Sementara itu, akibat mulai
maraknya pemberontakan PKI (1926) dan pemogokan buruh, maka
pemerintahan kolonial mulai represif terhadap organisasi. Alternatif
pergerakan kepemudaan yang muncul adalah dibentuknya kelompok studi,
seperti Indoneische Studie Club (IS), Algemenne Studie Club (AS).
Aktivitas kelompok studi ini adalah mempelajari kondisi dan persoalan
konkrit yang berhubungan dengan rakyat, dan mencari alternatif bagi
perbaikan terhadap persoalan tersebut, juga turut dalam mendukung
pemogokan buruh.
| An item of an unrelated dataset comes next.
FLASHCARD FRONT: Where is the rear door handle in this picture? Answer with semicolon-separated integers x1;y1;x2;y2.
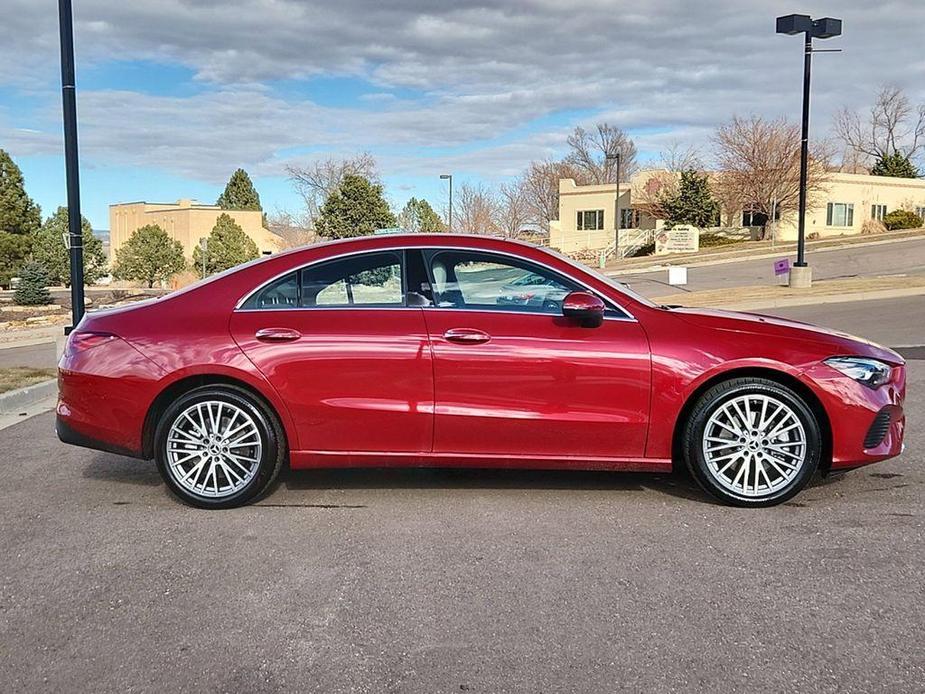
443;328;491;345
255;327;301;342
Kelompok studi tersebut, pada tahun 1930-an
bertransformasi menjadi partai: PBI, PNI, Parindra, Partindo.
Ketika Jepang datang menjajah,
semua organisasi pemuda dibubarkan. Pemuda dimasukkan dalam Seinenden
Keibodan (Barisan Pelopor), dan PETA (Pembela tanah air) untuk di
didik politik untuk kepentingan fasisme. Pilihan logis bagi pemuda
untuk bergerak melawan fasis Jepang adalah dengan gerakan bawah tanah
(rapat gelap, penyebaran pamflet), namun masih berhubungan dengan
organisasi legal pro kemerdekaan.
Pada masa kemerdekaan,
perjuangan kaum muda terlihat dengan mengorbankan jiwa dan raga demi
kemerdekaan nasional, tanpa pamrih.
Pasca kemerdekaan, terjadi
peningkatan kuantitas mahasiswa. Pada tahun 1946-1947, tercatat ada
387 mahasiswa, namun pada tahun ’50,’60, terjadi peledakan jumlah
mahasiswa. Pada tahun ’65, tercatat sekitar 280 ribu mahasiswa.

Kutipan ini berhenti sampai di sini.